Archive for the ‘Canned Heat’ Category

Maryport Blues Festival July 24 and 25 2010

Maryport Blues Festival July 24 and 25 2010
This was my fourth, and Marie’s second, visit to Maryport for the Blues festival. This year we decided to visit for the Saturday and the Sunday. We drove across on Saturday afternoon and checked in at the Ship, Allonby which is about 5 miles up the coast from Maryport. Allonby is a lovely town with wonderful views of the sea, and a great coastline and the Ship is a nice pub offering rooms for bed and breakfast. On the Saturday evening we ventured into Maryport centre for the blues trail. The place was packed and there were queues to get into all of the pubs, so we retreated to the rugby club where the main marquee for the festival is situated. The Saturday night was headlined by Mica Paris and Booker T. Booker T was excellent. He still uses his famous Hammond organ and Lesley cabinet, and he treated us to favourites such as Green Onions, Time is Tight and great renditions of Dock of the Bay, Ain’t no Sunshine and Hold On I’m Coming. It was a rare chance to see a true legend (his only UK date in the current European tour) and he didn’t disappoint.
We were up early on Sunday morning and had a walk along the beach which blew away the cobwebs and got us ready for the day. We drove into Cockermouth and had a look around Wordsworth’s birthplace before going into the festival later in the day. We passed Paul Jones in the street in Cockermouth; he is in Maryport for the festival and is recording for a three hour special for his Radio 2 Blues show. Headliners were Canned Heat (yes they are still playing) and Robert Cray. It was Canned Heat who I had really come to see. The band consists of the original drummer who has been there throughout since the 60s and the recently returned to the fold Larrie Thompson on bass and Harvey Mandel on guitar. They are billed as the Woodstock lineup as those three guys all played at that famous festival.
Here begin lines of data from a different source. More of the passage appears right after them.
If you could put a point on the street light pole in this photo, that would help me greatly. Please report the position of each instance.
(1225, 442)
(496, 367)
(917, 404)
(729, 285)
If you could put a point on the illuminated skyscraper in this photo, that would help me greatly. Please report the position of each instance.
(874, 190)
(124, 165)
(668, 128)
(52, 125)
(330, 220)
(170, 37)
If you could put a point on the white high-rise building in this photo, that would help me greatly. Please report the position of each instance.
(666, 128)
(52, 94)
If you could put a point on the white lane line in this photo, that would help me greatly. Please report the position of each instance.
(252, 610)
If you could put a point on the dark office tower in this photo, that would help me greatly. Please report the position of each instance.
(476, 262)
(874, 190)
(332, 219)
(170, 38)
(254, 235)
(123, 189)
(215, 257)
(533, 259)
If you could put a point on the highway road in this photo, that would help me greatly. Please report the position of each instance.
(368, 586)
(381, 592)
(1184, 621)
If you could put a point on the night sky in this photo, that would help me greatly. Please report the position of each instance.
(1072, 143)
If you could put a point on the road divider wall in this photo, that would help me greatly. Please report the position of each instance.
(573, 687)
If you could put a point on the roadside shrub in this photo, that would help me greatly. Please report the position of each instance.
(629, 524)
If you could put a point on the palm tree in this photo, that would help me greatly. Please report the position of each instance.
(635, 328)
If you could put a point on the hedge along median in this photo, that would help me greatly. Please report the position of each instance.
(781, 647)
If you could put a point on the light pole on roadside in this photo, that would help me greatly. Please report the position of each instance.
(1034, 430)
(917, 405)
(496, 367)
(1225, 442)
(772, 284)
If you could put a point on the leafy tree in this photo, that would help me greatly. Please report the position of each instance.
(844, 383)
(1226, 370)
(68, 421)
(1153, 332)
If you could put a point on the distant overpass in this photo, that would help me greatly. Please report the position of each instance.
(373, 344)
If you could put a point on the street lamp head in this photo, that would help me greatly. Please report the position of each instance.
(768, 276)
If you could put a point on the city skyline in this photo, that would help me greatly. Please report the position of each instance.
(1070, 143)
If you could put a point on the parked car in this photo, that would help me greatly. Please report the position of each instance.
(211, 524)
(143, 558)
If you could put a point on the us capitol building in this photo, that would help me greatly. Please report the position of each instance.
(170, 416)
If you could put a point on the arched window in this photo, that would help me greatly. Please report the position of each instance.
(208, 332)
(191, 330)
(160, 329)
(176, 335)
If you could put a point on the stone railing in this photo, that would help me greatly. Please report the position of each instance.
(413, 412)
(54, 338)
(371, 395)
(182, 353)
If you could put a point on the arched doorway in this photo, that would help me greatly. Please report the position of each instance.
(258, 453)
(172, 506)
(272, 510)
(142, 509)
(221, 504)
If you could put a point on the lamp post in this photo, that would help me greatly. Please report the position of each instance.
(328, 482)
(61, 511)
They open with On the Road Again which sets the pace for a host of blues and boogie tunes, including the other hits Going up the Country and Lets Stick Together. They still sound great; tight as anything, although for me some of the solos go on a little too long.
We return to the Ship on Sunday night and drive home Monday morning. Another great blues festival. The attendance was pretty good (there were rumours that ticket sales were slow and that this may be the last festival due to funding problems); I certainly hope it returns next year and keeps its place as one of the premier blues festivals in the UK.